Well-adjusted violins and tears of trumpeters crying in anonymity open the slow tonal bloom of Overture. Clinking and humming of unicorns adorn the scene, which slowly changes to a more deadly aura. The rattling becomes rubbing of bones that are moved by rattlesnake crawls as the whispers become cavernous breaths, exposing the setting of NOTHING LEFT BEHIND that sways between hope and its opposite. Chords sounding like strings and piano notes thrown into the abyss complete this decor whose heartbeats give life to this first very quiet opus of Imaginary Landscape. Ambient certainly, but not devoid of intensity as evidenced by Distant Voices. Swept by hollow waves and piercing breaths, the movement is like those cosmic masses of Michael Stearns in Chronos. The multi-lines of synths are still a very sinister scene with effects that arouse the hearing, for a little that ambient music, ambivalent I must add, and slow evolutions of sonic panoramas interest us a bit. This is essential if one wants to measure to the very gregarious visions, both in evolution and in transformation, of the 72 minutes of this album. Where will we Go is undoubtedly the most intense title with deafening layers whose resonances slightly mask this duel with the choirs nestled in the clouds. Dark and rather sibylline, the music evolves in layers by always adding a level of intensity to each permutation of the sound surface. Chords of a stringed instrument, a harp or an effect of the synthesizer, waltz and hop up and down on this structure where we hear very good airs of flutes. A bit like Tewt in The Mighty Hercules cartoon. The music reminds me a lot of Robert Rich's. The piano dominates with its chords sculpting a funeral march in Remembrance. Its notes are firmly set, as long as they resonate in the vaporous effects of a repentant cello. This march stumbles in a violent movement, a sonorous cataclysm, in which the tears of violins can hardly be distinguished from the sighs of the cellos in a sound mass as compact and granular as the rage of a sandstorm.
Broken Dreams belongs to this list of intense tracks of NOTHING LEFT BEHIND with a plethora of tones that resemble a tuning of a horn and string orchestra.

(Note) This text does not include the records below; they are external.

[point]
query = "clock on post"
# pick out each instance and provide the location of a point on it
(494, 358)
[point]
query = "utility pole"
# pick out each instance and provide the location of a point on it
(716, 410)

The synth pads, sometimes apocalyptic and sometimes seraphic, also evolve like a storm of sounds that roars of its vibrating particles. The sound mass is divided into titanic shadows that float with a threatening presence. Especially with these frictions of metallic materials that crumble like ink particles in this setting obsessed by its sibylline essence. Its finale is more musical and closer to New Age lullabies. A long and slow buzz keeps Cold Light alive. A warmer wave comes off in order to bring a light veil of serenity where these gongs, crumbled by the multiple strikes and whose dust haunt the hearing, these tones of bells tingling in oblivion and these smothered knocks are still active in this setting. The introduction of Larsen-C Revisited places the explorers of the shapes and colors of sounds on this thin line that delimits the abstract of the concrete and their origins in another tonal experience that requires patience. Splashes become percussive elements to become water again in a fishing context with flapping wings that tickle its surface. Everything is possible here, especially since the movement embraces an angelic phase to descend into the bowels of an enormous cave whose tunnels are the effect of these organ pipes blowing the sulfur of the abyss. Noisy and ... very noisy! The title track is only an extension and a final hoped after my multiple attempts to understand much better the meaning of NOTHING LEFT BEHIND.